Pesquisas conduzidas por cientistas norte-americanos voltaram a colocar o tradicional filtro de barro brasileiro no centro do debate sobre qualidade da água em 2026. Presente em milhões de casas desde o século passado, o equipamento simples e silencioso supera, segundo estudos, muitos sistemas modernos de purificação disponíveis no mercado.

Os dados constam no livro The Drinking Water Book, do pesquisador e escritor Colin Ingram, referência internacional em estudos sobre abastecimento e segurança hídrica. A obra reúne análises laboratoriais comparativas sobre métodos de filtragem utilizados em diferentes países.
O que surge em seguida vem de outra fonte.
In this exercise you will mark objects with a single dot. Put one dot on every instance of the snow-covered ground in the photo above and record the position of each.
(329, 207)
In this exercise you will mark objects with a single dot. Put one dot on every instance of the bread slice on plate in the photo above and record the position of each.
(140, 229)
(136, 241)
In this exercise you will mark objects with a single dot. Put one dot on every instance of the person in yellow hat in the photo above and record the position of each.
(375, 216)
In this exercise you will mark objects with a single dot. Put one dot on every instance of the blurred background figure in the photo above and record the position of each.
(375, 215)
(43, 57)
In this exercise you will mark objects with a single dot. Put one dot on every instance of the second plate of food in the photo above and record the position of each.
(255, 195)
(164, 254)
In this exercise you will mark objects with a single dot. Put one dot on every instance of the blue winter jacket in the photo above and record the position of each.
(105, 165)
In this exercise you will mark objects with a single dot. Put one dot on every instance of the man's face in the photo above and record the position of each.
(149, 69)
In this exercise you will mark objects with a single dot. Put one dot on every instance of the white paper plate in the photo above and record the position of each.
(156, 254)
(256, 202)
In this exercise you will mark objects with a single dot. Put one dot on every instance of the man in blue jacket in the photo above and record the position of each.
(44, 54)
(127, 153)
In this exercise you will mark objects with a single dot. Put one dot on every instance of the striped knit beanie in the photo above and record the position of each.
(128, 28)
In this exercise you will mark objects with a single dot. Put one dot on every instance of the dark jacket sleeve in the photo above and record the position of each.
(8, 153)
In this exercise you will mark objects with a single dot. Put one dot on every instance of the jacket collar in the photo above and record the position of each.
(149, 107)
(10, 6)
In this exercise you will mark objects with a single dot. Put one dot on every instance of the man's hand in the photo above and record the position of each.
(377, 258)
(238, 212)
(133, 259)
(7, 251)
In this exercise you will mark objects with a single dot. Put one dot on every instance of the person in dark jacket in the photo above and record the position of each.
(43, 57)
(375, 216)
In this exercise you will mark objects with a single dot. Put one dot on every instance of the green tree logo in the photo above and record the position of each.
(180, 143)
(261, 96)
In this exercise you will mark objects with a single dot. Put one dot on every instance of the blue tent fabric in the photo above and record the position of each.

De acordo com o levantamento, o filtro de barro se destaca pela capacidade de reter substâncias nocivas à saúde, como cloro, pesticidas, ferro, alumínio e chumbo. Em alguns testes, a taxa de retenção de metais pesados chegou a até 95%, índice considerado elevado quando comparado a filtros elétricos e sistemas pressurizados.

A resposta curta é sim. Mas os detalhes ajudam a entender por quê.

Como um sistema simples consegue resultados tão eficientes
O principal diferencial do filtro de barro está no seu método de funcionamento por gravidade. A água atravessa lentamente a vela cerâmica, gota a gota. Esse processo mais demorado permite que partículas sólidas, micro-organismos e contaminantes fiquem retidos na estrutura porosa da cerâmica antes de chegarem ao reservatório inferior.

Segundo o estudo, essa filtragem gradual aumenta a eficiência microbiológica do sistema. Além disso, os testes apontam que o filtro de barro é capaz de eliminar até 99% do parasita Cryptosporidium, responsável por infecções intestinais e surtos de diarreia em regiões com saneamento precário.

Introduzido no Brasil por imigrantes europeus no início do século 20, o filtro de barro ganhou identidade própria por aqui. Além de purificar a água, ele mantém a temperatura naturalmente mais fresca, graças à porosidade da cerâmica. Um detalhe simples, mas extremamente funcional.